Calcarea carbonica derivative complex (M8) as adjuvant treatment of inflammatory mammary carcinoma in a dog

Abstract

Background: Inflammatory mammary carcinoma (IMC) is locally aggressive, fast growing, highly malignant tumor that affects humans and dogs. Affected dogs usually are presented with generalized edema, pain, erythema, and skin ulceration in mammary glands. Surgery is not recommended and an effective treatment has not been established [1]. Calcarea carbonica derivative complex (M8) has demonstrated anticancer properties in a murine model, by improving innate immune response against tumor cells [2,3]. M8 is a complex high diluted medication comprised of a 10%-20% concentration of Calcarea carbonica, Aconitum napellus, Arsenicum album, Asa foetida, Conium maculatum, Ipecacuanha, Phosphorus, Rhus tox, Silicea, Sulphur, and Thuya occidentalis, all in decimal dilutions of Hahnemann in distilled water and submitted to vigorous shaking. 
 
 Aim: Describe an association of M8 and piroxicam (Non-steroidal anti-inflammatory drug) to treat a dog with IMC.
 
 Discussion: A 7 years old, mixed breed intact female dog was presented to the Federal University of Parana - Veterinary Hospital, Curitiba (HV-UFPR) for mammary glands examination.
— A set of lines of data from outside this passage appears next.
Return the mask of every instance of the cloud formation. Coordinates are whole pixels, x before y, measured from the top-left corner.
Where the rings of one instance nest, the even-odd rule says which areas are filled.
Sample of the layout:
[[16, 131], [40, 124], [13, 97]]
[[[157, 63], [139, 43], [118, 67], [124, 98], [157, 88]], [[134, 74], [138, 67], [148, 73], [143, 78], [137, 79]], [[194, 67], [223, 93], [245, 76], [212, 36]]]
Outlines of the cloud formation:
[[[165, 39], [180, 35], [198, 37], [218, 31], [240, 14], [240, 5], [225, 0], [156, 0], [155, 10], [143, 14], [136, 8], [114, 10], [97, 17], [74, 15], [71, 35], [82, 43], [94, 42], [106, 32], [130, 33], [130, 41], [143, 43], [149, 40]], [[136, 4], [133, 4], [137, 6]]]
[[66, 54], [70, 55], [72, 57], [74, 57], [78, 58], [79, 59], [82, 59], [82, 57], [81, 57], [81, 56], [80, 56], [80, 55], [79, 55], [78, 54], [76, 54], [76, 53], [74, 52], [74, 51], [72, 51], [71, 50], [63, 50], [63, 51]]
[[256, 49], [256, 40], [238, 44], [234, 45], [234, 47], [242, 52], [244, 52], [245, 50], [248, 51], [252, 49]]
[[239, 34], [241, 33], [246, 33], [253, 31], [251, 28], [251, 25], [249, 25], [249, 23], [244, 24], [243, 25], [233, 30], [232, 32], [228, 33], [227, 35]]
The owners related inflammation of mammary glands with clinical course of approximately 10 days, which was treated for mastitis (cephalexin and metergoline) without clinical improvement. Clinical examination revealed erythema, increased skin warmth, pain on palpation, and plaque involving the 4th and 5th right mammary glands. Abdominal ultrasound and serum biochemistry were unremarkable. Thoracic radiographs showed suspicious images of pulmonary metastasis. Fine needle biopsy was taken for cytologic examination. Cytological interpretation was a malignant epithelial neoplasm, probably a mammary carcinoma. Diagnosis of IMC was based on clinical signs and cytopathology. Dog was treated with oral (0.5 mL) and topical M8 twice a day for 15 days, and pyroxican, 0.3mg/kg, PO, q24h. Clinical improvement was observed 7 days after starting treatment. Until present date (70 treatment days with M8), dog has no clinical signs of IMC, and does not show signs of disease progression.
 
 Conclusion: The present report suggests that M8 associated with piroxicam contributes to improvement of IMC dog’s quality of life and survival rate. However, further clinical studies are needed to evaluate response to treatment in patients diagnosed with IMC.